防衛大学校を選んだ経緯は、経済的な事情だった。
母子家庭で育ったため、大学に行く金銭的な余裕はなかったからだ。
「防衛大学なら、大学の学士は取れるし、学費はかからないし、衣食住は提供されるし、しかも給料も支給されるらしいよ!」
知人からそんな情報を得て、目をキラキラさせた母は、私に何としても防衛大学に行ってほしいと懇願した。
正直、乗り気ではなかった。でも我が家に経済的余裕がないことも分かっていた。
奨学金で行こうと思っていた第一志望の国立大学には受からず、最終的には入学を決意した。

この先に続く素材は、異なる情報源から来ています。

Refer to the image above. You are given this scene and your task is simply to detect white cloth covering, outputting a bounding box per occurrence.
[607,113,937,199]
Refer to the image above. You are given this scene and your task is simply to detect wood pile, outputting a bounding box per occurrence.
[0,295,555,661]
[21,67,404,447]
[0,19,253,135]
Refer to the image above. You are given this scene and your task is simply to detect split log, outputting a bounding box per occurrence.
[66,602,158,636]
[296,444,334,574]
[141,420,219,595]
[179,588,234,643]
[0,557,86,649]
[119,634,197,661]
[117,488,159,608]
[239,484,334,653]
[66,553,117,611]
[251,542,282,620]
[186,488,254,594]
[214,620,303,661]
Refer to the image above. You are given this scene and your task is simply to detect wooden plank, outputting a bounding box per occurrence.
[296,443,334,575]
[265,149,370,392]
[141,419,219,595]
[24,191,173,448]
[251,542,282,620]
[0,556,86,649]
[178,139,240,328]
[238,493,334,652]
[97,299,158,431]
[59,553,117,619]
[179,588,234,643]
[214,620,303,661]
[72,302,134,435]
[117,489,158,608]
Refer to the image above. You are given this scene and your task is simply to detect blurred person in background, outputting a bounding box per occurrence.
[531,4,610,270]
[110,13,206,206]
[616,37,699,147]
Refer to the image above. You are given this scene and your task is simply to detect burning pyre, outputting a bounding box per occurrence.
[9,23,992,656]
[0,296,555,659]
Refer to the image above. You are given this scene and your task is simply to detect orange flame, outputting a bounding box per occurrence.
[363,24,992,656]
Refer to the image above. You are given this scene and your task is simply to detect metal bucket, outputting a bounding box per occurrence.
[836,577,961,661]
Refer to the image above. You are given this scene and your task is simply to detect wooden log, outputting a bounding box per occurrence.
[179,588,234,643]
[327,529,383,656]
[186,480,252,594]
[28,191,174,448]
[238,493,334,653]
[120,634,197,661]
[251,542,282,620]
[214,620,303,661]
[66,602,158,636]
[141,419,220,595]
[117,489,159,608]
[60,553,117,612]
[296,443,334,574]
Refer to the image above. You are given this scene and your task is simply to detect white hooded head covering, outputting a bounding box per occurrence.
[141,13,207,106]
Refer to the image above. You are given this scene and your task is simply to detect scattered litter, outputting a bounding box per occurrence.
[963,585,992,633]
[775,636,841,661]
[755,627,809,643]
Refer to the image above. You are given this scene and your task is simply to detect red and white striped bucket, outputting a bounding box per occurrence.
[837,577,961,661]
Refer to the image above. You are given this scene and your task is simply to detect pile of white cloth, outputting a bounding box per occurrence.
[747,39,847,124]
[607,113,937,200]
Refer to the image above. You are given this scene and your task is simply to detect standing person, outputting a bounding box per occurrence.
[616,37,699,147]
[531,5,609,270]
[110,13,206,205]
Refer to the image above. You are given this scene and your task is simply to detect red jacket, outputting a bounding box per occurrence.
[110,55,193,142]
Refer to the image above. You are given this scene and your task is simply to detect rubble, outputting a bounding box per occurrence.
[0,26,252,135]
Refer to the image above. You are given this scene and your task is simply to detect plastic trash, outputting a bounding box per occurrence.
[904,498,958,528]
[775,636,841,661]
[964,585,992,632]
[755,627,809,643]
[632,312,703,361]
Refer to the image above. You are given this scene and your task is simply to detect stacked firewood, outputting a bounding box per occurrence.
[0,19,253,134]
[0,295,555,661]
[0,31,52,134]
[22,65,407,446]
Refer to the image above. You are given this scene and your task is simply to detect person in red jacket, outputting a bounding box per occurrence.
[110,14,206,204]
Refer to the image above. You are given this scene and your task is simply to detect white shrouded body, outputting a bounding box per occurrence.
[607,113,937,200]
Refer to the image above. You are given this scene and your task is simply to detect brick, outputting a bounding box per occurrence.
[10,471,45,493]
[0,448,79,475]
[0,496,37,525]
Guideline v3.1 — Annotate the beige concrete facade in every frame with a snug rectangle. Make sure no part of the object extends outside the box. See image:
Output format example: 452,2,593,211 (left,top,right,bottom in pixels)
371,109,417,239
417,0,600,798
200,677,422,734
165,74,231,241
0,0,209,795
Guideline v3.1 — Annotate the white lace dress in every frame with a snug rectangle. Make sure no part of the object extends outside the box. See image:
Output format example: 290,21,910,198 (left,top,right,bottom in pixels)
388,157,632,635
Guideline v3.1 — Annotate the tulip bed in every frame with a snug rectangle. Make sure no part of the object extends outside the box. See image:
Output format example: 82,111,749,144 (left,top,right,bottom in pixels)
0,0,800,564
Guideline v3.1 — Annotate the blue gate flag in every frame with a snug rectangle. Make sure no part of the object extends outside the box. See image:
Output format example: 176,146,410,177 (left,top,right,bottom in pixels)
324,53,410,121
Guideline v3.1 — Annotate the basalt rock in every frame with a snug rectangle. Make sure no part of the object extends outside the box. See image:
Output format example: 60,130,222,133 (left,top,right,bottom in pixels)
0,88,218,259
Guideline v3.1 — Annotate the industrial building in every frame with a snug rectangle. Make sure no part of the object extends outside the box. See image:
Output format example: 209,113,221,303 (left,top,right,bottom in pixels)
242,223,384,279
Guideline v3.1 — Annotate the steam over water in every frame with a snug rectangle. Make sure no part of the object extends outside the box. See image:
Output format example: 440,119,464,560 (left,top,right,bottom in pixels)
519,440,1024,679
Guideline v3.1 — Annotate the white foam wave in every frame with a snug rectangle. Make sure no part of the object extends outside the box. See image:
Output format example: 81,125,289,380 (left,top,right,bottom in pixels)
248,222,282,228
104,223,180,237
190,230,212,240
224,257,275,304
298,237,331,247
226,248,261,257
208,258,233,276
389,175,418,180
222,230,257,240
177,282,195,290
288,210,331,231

全寮制で過ごす4年間の大学生活は、想像を絶する厳しさだった。
毎朝6時に起床ラッパで目覚め、上半身裸の乾布摩擦と掃除から一日が始まる。
毎日、上級生からの厳しい指導を受け、「はい」以外の選択肢はなく、どんなに理不尽でも絶対服従。しかも当時は暴力指導も黙認状態(今はもちろん無い・・・らしい)etc
正直しんどかったけど、この4年間を乗り切った自信が、その後の人生を支えてくれた。途中で何度も辞めようと思ったけど、振り返ればこの大学で本当に良かったと思う。
「なんで自衛隊に行かないの?」
周りの人からは、自衛隊に行かない選択を不思議がられたし、社会人になってからもよく聞かれた質問だ。
多くの人から、こんな事を言われた。
「幹部自衛官だよ!エリートだよ!」
「せっかく4年間訓練したのに、無駄になるよ!」
「一生安泰なのに、もったいない!」
確かに、4年間の大学生活を経て、自衛隊は素晴らしい仕事だと思うようになっていた。国防は重要な仕事だし、やりがいもあるだろうと思う。
じゃあ、なぜ自衛隊を選択しなかったか。
・・・一言でいえば、「ワクワクしなかった」から。
自衛隊に行った場合の、40年間の人生を想像することができた。安定した人生は手に入るし、給与も退職金も計算できる。
でも私が求める人生は、「安定」ではなく「自由」だった。
その想いから、自衛隊ではない社会に飛び出すことを決めた。